カギにもいろいろな種類がありますが、使う分には大差ありません。しかし、鍵の種類によって大きな差が生じてしまう場面というのもあります。それが合鍵作成です。
一般的なカギというのは、複製を作ることが可能です。もちろん「それが純正キーであれば」という条件はつきますが、合鍵を作成することで、紛失や破損などの問題が起きたときに、急場をしのぐことができるのです。合鍵から合鍵を作製すると、精度が落ちてしまうために上手くあかなかったり、シリンダーにダメージを与えてしまうことがあるので注意が必要でしょう。

しかし、最近の防犯意識の高まりから、カギの複製にはさまざまなセキュリティーが設けられるようになりました。

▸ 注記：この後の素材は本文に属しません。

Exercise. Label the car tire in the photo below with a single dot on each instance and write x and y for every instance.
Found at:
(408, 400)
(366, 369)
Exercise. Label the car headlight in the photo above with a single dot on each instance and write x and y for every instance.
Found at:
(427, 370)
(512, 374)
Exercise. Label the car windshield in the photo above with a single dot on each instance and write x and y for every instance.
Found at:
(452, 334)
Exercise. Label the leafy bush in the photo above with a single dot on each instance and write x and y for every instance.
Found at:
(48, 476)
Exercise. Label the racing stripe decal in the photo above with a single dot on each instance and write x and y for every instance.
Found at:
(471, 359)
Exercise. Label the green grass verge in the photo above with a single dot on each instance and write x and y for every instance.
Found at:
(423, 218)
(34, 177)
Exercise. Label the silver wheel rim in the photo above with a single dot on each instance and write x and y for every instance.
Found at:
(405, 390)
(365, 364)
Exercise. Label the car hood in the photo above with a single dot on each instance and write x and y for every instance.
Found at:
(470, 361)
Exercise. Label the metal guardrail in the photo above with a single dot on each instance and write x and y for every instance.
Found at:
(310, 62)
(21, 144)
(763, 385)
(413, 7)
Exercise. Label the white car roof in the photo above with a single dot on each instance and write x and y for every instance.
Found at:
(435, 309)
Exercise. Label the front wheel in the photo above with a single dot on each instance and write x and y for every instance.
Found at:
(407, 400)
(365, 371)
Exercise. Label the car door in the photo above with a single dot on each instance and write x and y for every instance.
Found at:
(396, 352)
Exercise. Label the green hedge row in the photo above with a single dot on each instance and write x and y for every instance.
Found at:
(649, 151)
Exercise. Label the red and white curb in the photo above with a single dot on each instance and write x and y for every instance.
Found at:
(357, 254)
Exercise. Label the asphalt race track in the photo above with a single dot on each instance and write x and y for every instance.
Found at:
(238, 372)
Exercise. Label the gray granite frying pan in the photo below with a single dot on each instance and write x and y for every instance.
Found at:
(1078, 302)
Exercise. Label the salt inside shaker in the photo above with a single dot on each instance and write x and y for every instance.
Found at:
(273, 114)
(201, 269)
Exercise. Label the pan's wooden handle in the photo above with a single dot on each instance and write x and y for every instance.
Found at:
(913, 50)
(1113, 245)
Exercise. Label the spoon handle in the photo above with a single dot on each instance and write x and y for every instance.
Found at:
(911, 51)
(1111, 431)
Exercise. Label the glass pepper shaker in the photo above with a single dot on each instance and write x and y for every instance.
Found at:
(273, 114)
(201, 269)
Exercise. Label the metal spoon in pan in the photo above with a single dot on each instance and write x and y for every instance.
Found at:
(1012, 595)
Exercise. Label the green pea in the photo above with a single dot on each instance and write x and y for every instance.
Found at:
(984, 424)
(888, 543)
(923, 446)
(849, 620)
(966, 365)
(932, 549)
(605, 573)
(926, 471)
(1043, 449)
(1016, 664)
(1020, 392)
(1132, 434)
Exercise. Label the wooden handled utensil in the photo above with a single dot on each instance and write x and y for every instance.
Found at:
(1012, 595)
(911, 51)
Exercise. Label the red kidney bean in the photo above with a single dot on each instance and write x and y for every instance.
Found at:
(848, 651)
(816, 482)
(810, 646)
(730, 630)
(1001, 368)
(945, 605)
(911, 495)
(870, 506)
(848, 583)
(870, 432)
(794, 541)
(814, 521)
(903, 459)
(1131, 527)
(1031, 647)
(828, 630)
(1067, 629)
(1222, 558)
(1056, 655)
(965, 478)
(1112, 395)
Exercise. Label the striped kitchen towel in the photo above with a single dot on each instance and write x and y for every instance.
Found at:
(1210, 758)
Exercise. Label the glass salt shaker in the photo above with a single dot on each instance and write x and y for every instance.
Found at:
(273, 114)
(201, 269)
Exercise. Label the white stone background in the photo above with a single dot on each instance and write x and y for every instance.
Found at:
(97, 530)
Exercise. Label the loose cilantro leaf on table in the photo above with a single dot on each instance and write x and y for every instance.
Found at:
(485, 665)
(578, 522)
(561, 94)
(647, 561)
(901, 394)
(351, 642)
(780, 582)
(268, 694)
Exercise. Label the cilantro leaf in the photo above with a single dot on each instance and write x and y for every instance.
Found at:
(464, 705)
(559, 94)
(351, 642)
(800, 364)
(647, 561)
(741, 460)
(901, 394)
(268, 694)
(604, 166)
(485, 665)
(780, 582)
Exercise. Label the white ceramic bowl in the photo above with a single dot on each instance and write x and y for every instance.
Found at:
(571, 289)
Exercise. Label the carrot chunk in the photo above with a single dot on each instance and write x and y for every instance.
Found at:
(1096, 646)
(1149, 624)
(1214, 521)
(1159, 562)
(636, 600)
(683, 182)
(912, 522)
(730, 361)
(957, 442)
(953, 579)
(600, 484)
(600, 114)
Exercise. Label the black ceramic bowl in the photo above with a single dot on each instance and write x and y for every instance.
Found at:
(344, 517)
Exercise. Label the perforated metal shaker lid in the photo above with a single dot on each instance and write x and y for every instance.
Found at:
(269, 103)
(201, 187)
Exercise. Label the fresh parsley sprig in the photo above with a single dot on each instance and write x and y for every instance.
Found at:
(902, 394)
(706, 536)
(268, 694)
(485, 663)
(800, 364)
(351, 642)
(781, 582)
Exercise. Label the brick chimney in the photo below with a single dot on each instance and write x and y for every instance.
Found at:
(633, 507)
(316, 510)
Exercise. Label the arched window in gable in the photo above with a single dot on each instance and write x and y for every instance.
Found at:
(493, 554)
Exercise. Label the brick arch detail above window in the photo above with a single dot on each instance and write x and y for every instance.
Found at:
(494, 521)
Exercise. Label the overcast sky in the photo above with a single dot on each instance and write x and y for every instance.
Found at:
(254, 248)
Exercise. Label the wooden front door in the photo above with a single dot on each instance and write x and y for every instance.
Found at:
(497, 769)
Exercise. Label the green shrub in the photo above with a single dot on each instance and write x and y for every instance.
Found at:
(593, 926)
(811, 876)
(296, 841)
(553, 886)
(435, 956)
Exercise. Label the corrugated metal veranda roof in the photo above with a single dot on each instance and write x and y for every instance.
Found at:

だれでもポンポンとカギを複製できるとしたら、防犯上問題となってしまうからです。
合鍵は便利である反面、防犯上のウィークポイントとともなります。そこで最近のカギのなかには、容易に合鍵が作製できないような仕様になっているものがあります。

通常のカギの場合、たいていは1000円程度で合鍵を作製できてしまいます。構造が簡単で、作成に通常の合鍵制作以上の特殊な技術が必要ないことや、その合鍵を作成する機械自体がある程度安価であることなどがその理由でしょう。しかしディンプルキーと呼ばれるカギの場合、合鍵の作製費用が2000円以上というのも珍しくありません。通常のカギのようにギザギザがなく、替わりにディンプルと呼ばれる丸いへこみがあるこのカギは、合鍵を作る機械自体が特殊で高価です。さらに合鍵作成自体の特殊な技術が必要であるため、どうしても作成費用が高くなるのです。

マルティロックのシリンダーを採用している場合、合鍵を作るための情報がデータ管理されているため、IDカードがないと合鍵は作れません。また、特許によって合鍵作成制限がなされているカギは、法的な保護によってメーカーでしか合鍵を作ることが出来なくなっています。